Peki Salinger bu iki ucu da sonsuza giden çizginin neresinde duruyordu? Kitabın epigrafı olarak seçilen Zen bilmecesinin de işaret ettiği gibi, Salinger Amerikalı olmaktan sıkılan birtakım seçkin Amerikalılar gibi Zen Budizm’ine merak sarmıştı. İştirak ettiği İkinci Dünya Savaşının onu, tıpkı öykünün başkişisi Seymour gibi çok sarstığını biliyoruz. Dünyayla zaten zayıf olan bağları iyice hırpalandıktan sonra tutunacak manevi bir dal arayışı, onu Budizm’e taşımıştır. Budizm savaştıkları, düşmanları olan Japonların inancıymış, ne gam! Kapitalist Batı, dogmatik düşmanlık ya da dostluk tanımlarıyla kendisini sınırlandıracak kadar akılsız değil ki. Faydalı bulduğu her şeyi bünyesine katacak kadar pragmatist. Budizm de, işe yararlığı ölçüsünde, doğunun geri kalmış, kategorik olarak ilkel bir öğretisi olarak görmezden gelinmedi. Kendi açtığı yaraları yine kendi tedavi etme becerisiyle rakiplerinin önüne geçmiş kapitalizm tarafından, sayılarla boğulmuş, satış hedefleriyle, zenginlik fakirlik gerilimiyle sinirleri bozulmuş yurttaşlarının istifadesine sunuldu.

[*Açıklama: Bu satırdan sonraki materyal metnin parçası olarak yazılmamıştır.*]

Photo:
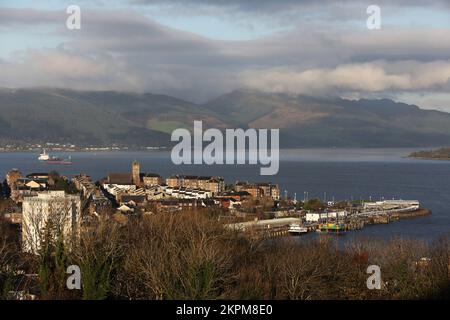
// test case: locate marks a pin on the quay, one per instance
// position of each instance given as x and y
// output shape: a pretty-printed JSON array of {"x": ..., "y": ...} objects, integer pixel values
[{"x": 352, "y": 221}]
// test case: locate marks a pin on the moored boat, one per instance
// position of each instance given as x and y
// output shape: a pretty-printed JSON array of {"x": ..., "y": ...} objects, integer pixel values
[{"x": 297, "y": 229}]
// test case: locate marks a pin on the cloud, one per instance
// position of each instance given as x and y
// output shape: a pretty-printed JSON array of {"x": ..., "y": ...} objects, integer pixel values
[
  {"x": 125, "y": 50},
  {"x": 378, "y": 76}
]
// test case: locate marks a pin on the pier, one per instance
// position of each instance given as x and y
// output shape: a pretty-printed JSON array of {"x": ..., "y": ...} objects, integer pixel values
[{"x": 355, "y": 221}]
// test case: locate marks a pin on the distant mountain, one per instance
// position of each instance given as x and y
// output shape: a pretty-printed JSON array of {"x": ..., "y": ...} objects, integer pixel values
[
  {"x": 97, "y": 118},
  {"x": 106, "y": 117},
  {"x": 314, "y": 122}
]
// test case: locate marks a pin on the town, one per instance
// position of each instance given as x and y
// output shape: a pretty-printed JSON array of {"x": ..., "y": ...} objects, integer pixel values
[
  {"x": 243, "y": 206},
  {"x": 137, "y": 222}
]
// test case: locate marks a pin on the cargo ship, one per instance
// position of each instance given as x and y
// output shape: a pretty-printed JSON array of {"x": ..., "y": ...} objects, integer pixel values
[{"x": 46, "y": 158}]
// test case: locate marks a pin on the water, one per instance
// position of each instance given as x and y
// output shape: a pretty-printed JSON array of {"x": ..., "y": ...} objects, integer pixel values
[{"x": 340, "y": 173}]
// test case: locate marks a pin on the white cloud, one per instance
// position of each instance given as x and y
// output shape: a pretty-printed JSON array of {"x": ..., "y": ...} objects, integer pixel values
[{"x": 368, "y": 77}]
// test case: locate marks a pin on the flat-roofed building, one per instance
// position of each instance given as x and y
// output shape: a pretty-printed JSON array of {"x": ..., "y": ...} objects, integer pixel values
[{"x": 57, "y": 209}]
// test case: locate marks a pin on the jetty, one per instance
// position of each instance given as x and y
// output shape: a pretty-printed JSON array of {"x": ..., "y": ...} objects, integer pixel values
[{"x": 334, "y": 222}]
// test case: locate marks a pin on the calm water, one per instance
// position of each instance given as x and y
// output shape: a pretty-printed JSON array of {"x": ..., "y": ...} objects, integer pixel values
[{"x": 340, "y": 173}]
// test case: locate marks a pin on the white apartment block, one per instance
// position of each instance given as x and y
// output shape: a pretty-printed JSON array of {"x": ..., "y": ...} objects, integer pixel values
[{"x": 63, "y": 210}]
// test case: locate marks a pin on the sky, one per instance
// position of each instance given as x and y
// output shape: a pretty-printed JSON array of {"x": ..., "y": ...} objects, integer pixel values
[{"x": 199, "y": 49}]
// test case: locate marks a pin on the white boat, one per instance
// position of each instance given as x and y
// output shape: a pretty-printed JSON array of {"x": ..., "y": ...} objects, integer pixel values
[
  {"x": 44, "y": 156},
  {"x": 296, "y": 229}
]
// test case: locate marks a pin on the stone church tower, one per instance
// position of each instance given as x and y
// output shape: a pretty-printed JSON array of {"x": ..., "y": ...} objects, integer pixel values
[{"x": 136, "y": 173}]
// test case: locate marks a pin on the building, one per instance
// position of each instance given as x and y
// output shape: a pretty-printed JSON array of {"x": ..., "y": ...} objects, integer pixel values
[
  {"x": 214, "y": 185},
  {"x": 136, "y": 173},
  {"x": 259, "y": 190},
  {"x": 120, "y": 179},
  {"x": 174, "y": 181},
  {"x": 49, "y": 208},
  {"x": 152, "y": 179},
  {"x": 12, "y": 177}
]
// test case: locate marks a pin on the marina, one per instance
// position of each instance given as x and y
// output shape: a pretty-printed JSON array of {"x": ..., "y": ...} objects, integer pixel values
[{"x": 338, "y": 223}]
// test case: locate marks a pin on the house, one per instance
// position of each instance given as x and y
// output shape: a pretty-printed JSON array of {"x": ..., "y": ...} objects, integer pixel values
[
  {"x": 120, "y": 179},
  {"x": 55, "y": 206},
  {"x": 151, "y": 179},
  {"x": 174, "y": 181},
  {"x": 133, "y": 200}
]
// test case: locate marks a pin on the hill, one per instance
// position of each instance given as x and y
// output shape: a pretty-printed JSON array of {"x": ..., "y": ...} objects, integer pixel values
[
  {"x": 107, "y": 117},
  {"x": 313, "y": 122}
]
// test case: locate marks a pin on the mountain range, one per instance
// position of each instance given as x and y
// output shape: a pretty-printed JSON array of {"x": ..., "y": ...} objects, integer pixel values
[{"x": 136, "y": 120}]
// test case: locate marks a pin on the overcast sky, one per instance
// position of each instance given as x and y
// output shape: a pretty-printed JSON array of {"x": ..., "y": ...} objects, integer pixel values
[{"x": 198, "y": 49}]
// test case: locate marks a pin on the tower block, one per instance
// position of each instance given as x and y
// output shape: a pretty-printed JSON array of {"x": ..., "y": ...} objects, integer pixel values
[{"x": 136, "y": 173}]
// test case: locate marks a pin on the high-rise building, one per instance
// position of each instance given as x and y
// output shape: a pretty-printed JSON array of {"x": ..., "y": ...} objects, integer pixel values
[
  {"x": 136, "y": 173},
  {"x": 50, "y": 211}
]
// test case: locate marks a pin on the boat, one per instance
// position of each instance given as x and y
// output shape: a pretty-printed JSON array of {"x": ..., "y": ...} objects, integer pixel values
[
  {"x": 46, "y": 158},
  {"x": 332, "y": 227},
  {"x": 296, "y": 229}
]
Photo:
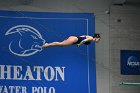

Bu kişiler teselli ve tedavi edilmediklerinde üretim ve hatta tüketim süreçlerinden çekilebilirdi ki, kapitalizmin felaketi olurdu, ağlardı.
Her neyse, sözü getirmeye çalıştığım yer, bir Yahudi olan Salinger’ın Kabala’dan gelen numerolojiye ilave olarak, sonradan yakınlaştığı ve hatta intisap ettiği Zen Budizm’inden de sayıların önemine dair bir şeyler almış olması gerektiği. Budizm’in içinde, bizdeki üçler, yediler, kırklar gibi pek çok kutsal sayı olduğu malumdur. Hatta Anadolu sufiliğine giren bu sembollerin ve sayıların köklerinin Maniheizm, Şamanizm ve Budizm gibi doğu öğretileri olduğunu da Ahmet Yaşar Ocak’ın çalışmalarında görmüştük.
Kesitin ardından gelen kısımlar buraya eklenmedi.